Designing scalable and resilient systems

One of the main features of the Microsoft Azure technology is scalability. By carefully designing our system, we can build it to manually or automatically scale (elastic scaling) to meet our business requirements as the business grows, or to cope with peaks in system load. Databases and storages can also be designed to be distributed across databases and storage partitions, allowing large volumes of data to scale while maintaining performance.

Note

Scale out means increasing computing capacity by increasing the number of compute instances in a system (for websites and cloud services, this would mean increasing the number of virtual machines). Scale up means increasing the computational resources of a compute instance (for websites and cloud services, this would mean more CPU/memory/disk allocation for a virtual machine instance).

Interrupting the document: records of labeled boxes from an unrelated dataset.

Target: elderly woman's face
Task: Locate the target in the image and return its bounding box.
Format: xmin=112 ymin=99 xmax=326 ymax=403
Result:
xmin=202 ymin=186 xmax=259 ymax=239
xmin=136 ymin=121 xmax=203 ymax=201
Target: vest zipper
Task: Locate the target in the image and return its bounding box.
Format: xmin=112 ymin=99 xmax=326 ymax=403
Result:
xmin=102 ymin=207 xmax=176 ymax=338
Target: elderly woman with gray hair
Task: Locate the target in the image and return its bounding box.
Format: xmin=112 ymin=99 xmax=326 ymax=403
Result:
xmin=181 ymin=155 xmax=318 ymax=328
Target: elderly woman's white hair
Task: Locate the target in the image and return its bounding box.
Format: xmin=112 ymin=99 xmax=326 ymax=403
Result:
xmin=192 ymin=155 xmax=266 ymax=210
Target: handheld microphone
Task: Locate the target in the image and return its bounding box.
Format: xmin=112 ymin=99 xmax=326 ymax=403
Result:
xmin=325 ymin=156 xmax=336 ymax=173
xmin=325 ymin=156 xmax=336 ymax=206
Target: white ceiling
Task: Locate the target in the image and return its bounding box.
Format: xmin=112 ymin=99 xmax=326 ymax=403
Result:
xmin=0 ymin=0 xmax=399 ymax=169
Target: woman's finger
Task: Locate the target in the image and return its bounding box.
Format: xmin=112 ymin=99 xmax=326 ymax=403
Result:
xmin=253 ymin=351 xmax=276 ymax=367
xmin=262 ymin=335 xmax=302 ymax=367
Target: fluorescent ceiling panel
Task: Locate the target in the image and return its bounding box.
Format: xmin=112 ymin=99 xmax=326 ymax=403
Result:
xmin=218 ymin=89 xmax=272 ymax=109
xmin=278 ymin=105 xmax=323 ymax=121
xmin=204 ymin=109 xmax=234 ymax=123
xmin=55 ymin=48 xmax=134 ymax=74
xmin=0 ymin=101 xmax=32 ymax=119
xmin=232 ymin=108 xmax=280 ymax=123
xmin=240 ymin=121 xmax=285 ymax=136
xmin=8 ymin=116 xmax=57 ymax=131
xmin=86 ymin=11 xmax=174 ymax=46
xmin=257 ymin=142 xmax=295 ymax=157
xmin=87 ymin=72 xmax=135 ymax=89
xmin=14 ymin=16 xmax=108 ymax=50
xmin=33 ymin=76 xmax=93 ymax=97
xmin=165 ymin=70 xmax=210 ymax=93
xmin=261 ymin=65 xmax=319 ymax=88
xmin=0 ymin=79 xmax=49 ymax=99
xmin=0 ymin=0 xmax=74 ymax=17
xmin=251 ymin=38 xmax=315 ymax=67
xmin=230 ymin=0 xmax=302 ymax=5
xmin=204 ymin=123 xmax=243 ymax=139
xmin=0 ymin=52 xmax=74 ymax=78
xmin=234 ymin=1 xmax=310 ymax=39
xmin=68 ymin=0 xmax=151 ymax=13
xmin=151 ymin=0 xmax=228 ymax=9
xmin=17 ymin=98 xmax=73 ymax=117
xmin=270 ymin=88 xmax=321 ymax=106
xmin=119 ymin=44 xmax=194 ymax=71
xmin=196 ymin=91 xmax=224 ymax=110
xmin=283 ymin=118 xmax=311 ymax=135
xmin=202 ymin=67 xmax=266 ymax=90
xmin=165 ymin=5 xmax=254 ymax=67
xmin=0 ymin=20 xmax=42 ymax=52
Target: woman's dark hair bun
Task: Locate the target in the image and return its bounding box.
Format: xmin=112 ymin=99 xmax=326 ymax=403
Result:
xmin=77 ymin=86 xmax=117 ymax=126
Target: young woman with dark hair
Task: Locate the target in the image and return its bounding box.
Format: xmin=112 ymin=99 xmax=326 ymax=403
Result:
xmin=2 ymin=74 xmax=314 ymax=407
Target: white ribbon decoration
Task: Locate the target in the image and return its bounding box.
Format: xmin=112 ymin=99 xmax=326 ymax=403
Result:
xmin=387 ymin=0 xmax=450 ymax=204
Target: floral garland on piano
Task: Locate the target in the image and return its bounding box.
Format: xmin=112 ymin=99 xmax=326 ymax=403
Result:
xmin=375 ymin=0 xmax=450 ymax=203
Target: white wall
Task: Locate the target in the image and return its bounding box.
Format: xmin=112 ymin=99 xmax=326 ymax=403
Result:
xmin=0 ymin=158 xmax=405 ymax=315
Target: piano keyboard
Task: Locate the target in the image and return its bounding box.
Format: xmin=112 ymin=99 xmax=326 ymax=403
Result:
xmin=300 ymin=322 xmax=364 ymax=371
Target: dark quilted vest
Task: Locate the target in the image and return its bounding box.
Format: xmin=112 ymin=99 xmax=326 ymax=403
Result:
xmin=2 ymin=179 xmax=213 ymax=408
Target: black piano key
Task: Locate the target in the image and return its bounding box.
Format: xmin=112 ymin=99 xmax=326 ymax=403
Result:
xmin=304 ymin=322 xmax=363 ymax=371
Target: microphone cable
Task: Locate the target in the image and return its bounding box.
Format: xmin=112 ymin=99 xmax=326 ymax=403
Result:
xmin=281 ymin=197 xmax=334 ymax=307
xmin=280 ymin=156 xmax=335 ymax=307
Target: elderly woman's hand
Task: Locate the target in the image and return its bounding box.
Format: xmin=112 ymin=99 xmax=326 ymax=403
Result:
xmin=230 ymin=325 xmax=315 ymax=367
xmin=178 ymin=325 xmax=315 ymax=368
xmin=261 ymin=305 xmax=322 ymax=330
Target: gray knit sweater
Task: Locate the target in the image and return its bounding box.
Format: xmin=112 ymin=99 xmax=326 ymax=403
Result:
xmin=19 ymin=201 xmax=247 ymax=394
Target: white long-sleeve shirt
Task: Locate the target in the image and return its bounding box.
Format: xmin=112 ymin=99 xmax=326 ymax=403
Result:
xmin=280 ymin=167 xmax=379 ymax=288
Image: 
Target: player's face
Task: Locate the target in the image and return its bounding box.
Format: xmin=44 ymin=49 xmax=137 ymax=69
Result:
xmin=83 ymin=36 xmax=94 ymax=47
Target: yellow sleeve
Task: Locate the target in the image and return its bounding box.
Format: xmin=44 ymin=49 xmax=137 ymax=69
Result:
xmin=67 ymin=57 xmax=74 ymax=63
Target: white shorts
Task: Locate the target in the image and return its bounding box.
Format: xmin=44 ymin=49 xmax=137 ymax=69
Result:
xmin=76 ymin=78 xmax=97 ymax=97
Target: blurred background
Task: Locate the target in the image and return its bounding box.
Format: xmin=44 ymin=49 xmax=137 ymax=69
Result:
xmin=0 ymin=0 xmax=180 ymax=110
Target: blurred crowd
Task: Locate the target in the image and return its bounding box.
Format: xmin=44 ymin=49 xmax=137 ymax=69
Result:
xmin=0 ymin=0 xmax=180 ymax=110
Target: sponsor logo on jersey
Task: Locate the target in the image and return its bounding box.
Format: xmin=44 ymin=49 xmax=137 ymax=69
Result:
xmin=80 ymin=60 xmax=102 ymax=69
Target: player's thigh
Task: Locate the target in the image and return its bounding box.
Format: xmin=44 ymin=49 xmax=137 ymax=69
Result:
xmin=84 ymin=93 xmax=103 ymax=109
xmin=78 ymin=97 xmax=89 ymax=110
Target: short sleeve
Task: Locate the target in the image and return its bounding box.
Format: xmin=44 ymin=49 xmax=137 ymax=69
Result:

By breaking down large systems into smaller, decoupled subsystems, which interact with each other in an asynchronous fault-tolerant manner, we can make the system, as a whole, more resilient. The following are examples of services we can use to achieve this:

  • Websites: When we build websites, if we're careful in making them stateless, we can create a website that can be scaled out across multiple shared or dedicated web servers as the demand changes. This increases the number of requests that can be processed and increases the processing capacity. If it's absolutely necessary to use a session state or caching, we can implement an Azure Cache to host the session state in a scalable, resilient manner, without depending on a single web server instance (this is known as persistence, and you may hear the term sticky session).
  • Cloud services: Worker roles can be used to perform long running processing tasks on dedicated VMs, which can be scaled up and down to meet processing requirements. Worker roles can be designed to scale by being careful about how they receive work, so there is no contention between instances, and work is not duplicated; we can use storage queues, Service Bus queues, and Service Bus topics for this.
  • Mobile services: Mobile services provide a number of great features for integrating mobile applications on all major mobile platforms. Table and custom APIs, a flexible authentication model, and the Notification Hub allow us to easily build new standalone backend services or backend services, which integrate into a larger enterprise system. Mobile services scale in the same way as websites, so the same design principles apply. The Notification Hub allows push notifications to be scaled out effectively using the Azure Service Bus, which would be otherwise difficult to achieve if we write our own push notifications services.
  • Decoupling applications: Storage queues, Service Bus queues, and Service Bus topics help us pass data between scaled-out system tiers in a robust, reliable way. Using these services, we can decouple services and allow systems that may not be online at the same time, or may not be able to keep up with each other to message each other and process messages in their own time. Message-locking mechanisms within these systems allow multiple applications to safely work in parallel without the need to design complicated custom voting and locking systems on shared data sources.
  • SQL databases: Scaling up databases to maintain performance over large volumes of data in Microsoft Azure SQL databases can be achieved by implementing a federated database, where data is split horizontally (in rows rather than columns) across multiple databases (this is also known as sharding). Implementing a federated database requires careful design to include a federation-distributed key, which allows data to be split across federation members (individual databases with the federation), with new records being distributed evenly and not just added to one member.
  • Table storage: As with Azure SQL databases, table storage requires a partition key, which must be carefully designed to allow data to be scaled and load balanced across partitions (depending on the chosen redundancy tier).
  • Azure Active Directory: Using Azure Active Directory, we can provide a consistent, scalable authentication and authorization mechanism for our systems. Large multi-tier systems that span websites, mobile services, and on-premises client applications can all be integrated into an Azure AD tenant, allowing users to use any of these systems with the same credentials and still have granular authorization via roles and groups.